The preincubation method was performed as follows: test item solution (0.05 mL), S9 mix (0.5 mL) and the bacterial suspension (0.1 mL) were incubated for 60 minutes at 37 °C, under shaking, before adding the overlay agar and pouring onto the surface of a minimum agar plate.
After 48 to 72 hours of incubation at 37 °C, revertants were scored with an automatic counter (Cardinal counter, Perceptive Instruments, Suffolk CB9 7 BN, UK).
Evaluation criteria:
In each experiment, for each strain and for each experimental point, the number of revertants per plate was scored. The individual results and the mean number of revertants, with the corresponding standard deviation and ratio (mutants obtained in the presence of the test item/mutants obtained in the presence of the vehicle), are presented in tabular form.
A reproducible 2-fold increase (for the TA 98, TA 100 and TA 102 strains) or 3-fold increase (for the TA 1535 and TA 1537 strains) in the number of revertants compared with the vehicle controls, in any strain at any dose-level and/or evidence of a dose-relationship was considered as a positive result.

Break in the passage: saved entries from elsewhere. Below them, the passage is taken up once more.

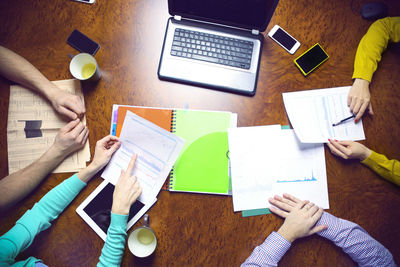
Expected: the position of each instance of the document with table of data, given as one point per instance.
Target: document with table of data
(157, 151)
(312, 114)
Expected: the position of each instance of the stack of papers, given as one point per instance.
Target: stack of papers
(266, 160)
(157, 151)
(32, 126)
(312, 114)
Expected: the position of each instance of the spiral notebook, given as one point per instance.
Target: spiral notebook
(203, 165)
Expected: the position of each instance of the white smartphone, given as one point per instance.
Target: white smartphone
(284, 39)
(85, 1)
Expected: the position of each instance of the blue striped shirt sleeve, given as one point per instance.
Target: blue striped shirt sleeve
(268, 253)
(355, 241)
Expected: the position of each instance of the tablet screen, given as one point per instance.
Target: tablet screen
(99, 209)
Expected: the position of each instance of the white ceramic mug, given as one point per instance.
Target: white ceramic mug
(142, 241)
(84, 67)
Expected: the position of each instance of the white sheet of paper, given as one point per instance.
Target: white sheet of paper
(302, 170)
(251, 153)
(157, 151)
(313, 112)
(268, 161)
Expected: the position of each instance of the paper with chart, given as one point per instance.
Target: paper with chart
(302, 170)
(266, 161)
(32, 126)
(252, 157)
(313, 112)
(157, 151)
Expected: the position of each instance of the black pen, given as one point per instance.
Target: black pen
(340, 122)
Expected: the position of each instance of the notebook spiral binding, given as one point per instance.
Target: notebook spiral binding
(173, 122)
(173, 130)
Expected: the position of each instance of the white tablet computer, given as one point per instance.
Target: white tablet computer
(95, 210)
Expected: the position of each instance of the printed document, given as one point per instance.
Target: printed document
(312, 114)
(268, 161)
(157, 151)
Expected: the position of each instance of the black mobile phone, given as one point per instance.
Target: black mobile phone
(311, 59)
(82, 43)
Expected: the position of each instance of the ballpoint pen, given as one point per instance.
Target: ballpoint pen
(345, 119)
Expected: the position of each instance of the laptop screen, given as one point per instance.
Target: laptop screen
(249, 14)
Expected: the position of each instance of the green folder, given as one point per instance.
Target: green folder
(203, 164)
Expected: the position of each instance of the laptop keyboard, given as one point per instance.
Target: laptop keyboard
(212, 48)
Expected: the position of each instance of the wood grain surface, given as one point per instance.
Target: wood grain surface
(197, 229)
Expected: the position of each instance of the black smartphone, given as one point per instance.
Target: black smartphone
(311, 59)
(82, 43)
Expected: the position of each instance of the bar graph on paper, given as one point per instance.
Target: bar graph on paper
(313, 112)
(297, 180)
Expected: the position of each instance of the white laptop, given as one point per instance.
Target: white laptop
(215, 43)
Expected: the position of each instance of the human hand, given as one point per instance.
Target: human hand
(105, 148)
(67, 104)
(349, 149)
(359, 98)
(126, 191)
(71, 137)
(300, 217)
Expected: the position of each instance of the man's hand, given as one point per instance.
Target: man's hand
(126, 191)
(359, 99)
(300, 217)
(349, 149)
(105, 148)
(71, 137)
(67, 104)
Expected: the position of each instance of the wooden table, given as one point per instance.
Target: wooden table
(197, 229)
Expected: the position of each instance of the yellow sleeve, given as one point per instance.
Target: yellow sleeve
(371, 46)
(388, 169)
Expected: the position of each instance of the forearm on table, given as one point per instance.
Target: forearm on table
(17, 185)
(355, 241)
(113, 249)
(19, 70)
(371, 46)
(268, 253)
(388, 169)
(38, 218)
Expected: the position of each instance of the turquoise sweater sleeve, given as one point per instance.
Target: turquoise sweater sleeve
(113, 250)
(37, 219)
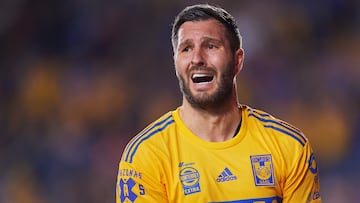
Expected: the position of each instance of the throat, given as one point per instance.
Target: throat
(237, 128)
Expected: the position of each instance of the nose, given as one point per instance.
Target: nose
(198, 58)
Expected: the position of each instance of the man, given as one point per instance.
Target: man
(211, 148)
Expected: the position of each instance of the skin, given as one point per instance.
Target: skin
(213, 115)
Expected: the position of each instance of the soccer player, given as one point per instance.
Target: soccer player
(212, 148)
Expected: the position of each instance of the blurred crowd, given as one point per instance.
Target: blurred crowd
(79, 78)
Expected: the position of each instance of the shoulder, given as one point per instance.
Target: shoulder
(149, 139)
(276, 127)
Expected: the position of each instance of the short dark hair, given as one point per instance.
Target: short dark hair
(200, 12)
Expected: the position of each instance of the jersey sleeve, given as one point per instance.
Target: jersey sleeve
(140, 180)
(302, 183)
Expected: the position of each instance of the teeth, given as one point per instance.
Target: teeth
(201, 78)
(196, 75)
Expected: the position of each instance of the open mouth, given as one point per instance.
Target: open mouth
(202, 78)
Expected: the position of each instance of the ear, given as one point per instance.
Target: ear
(239, 60)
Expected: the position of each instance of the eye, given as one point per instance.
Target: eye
(211, 46)
(186, 49)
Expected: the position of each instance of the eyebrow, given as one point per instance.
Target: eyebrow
(203, 39)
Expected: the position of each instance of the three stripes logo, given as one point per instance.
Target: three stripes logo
(226, 175)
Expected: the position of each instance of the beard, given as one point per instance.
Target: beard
(221, 96)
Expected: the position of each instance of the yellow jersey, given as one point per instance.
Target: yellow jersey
(267, 161)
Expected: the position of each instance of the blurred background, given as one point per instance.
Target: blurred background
(79, 78)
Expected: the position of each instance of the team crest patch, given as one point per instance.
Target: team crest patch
(190, 180)
(263, 170)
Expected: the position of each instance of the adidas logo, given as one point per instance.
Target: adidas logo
(226, 175)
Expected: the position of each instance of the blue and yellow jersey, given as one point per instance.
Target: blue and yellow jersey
(267, 161)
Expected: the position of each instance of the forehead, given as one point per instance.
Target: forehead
(198, 29)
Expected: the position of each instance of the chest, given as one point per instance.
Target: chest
(243, 171)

Reference to historical data, or other considerations of biological relevance may also be taken into account in the evaluation of the data obtained.
Statistics:
no data

Results and discussion

Test results
Species / strain:
S. typhimurium TA 1535, TA 1537, TA 98, TA 100 and TA 102
Metabolic activation:
with and without
Genotoxicity:
negative
Cytotoxicity / choice of top concentrations:
cytotoxicity
Remarks:
in TA 100, TA 1535 and TA 102 strains at dose-levels ≥ 500 µg/plate
Vehicle controls validity:
valid
Untreated negative controls validity:
valid
Positive controls validity:
valid
Additional information on results:
A moderate to strong emulsion was observed in the Petri plates when scoring the revertants mainly at dose-levels ≥ 1250 µg/plate.
Remarks on result:
other: all strains/cell types tested
Remarks:
Migrated from field 'Test system'.

Applicant's summary and conclusion

Conclusions:
Interpretation of results (migrated information):
negative with metabolic activation
negative without metabolic activation

Under the experimental conditions, the test item 2-ethylhexyl salicylate did not show any mutagenic activity in the bacterial reverse mutation test with Salmonella typhimurium.
Executive summary:

The test item 2 -ethylhexyl salicylate (salicylate d'octyle) did not induce any noteworthy increase in the number of revertants, in any of the five tester strains and in either experiment. Thus, the substance is considerd negative (with and without metabolic activation) in the Ames-assay.